NDSR residencies may be time-limited, but the impact they can have on residents’ careers can be far-reaching. For this series of interviews, we will be talking with former NDSR residents from various cohorts about how their residency affected them personally and professionally.
Program: DC 2015-2016
Host: National Library of Medicine
Can you briefly summarize what your residency focused on?
Researching software preservation and creating pilot workflows for it at the National Library of Medicine.
What aspects of your residency impacted you the most vis-a-vis your career trajectory?
Honestly, simply working at the National Library of Medicine. I currently work at a medical library in data services, and working at NLM gave me an understanding of medical librarianship that I did not have before.
What are the three most important skills you honed during your residency?
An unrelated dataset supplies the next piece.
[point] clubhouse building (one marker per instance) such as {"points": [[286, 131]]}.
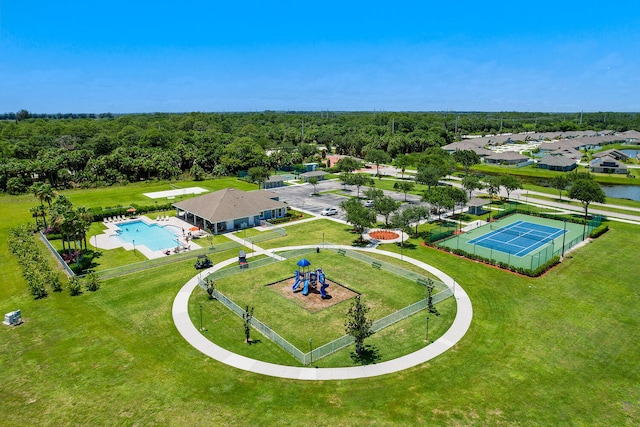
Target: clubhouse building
{"points": [[230, 209]]}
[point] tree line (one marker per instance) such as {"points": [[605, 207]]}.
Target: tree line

The skills I learned were largely administrative and interpersonal:
- Managing up;
- Arranging and running meetings;
- Learning and leveraging institutional structures
What advice do you have for future NDSR cohorts or other participants in early career residencies?
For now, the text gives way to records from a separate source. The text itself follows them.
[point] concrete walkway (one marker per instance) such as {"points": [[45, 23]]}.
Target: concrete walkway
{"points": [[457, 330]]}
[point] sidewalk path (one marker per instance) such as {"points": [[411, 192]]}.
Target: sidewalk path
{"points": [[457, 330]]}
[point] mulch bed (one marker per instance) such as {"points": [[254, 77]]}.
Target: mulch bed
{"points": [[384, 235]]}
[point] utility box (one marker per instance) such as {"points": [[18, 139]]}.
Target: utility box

Don’t accept one that doesn’t provide health insurance. Be open to new possibilities in scholarship/professional practice that you hadn’t considered earlier in your career or in graduate school. Locate mentors that aren’t necessarily the ones provided to you through the NDSR program. Consider looking for mentorship from your peers. Advocate for yourself and your needs.
What is your favorite NDSR memory?
All of the times I got to hang out with my fellow residents and the other mentors.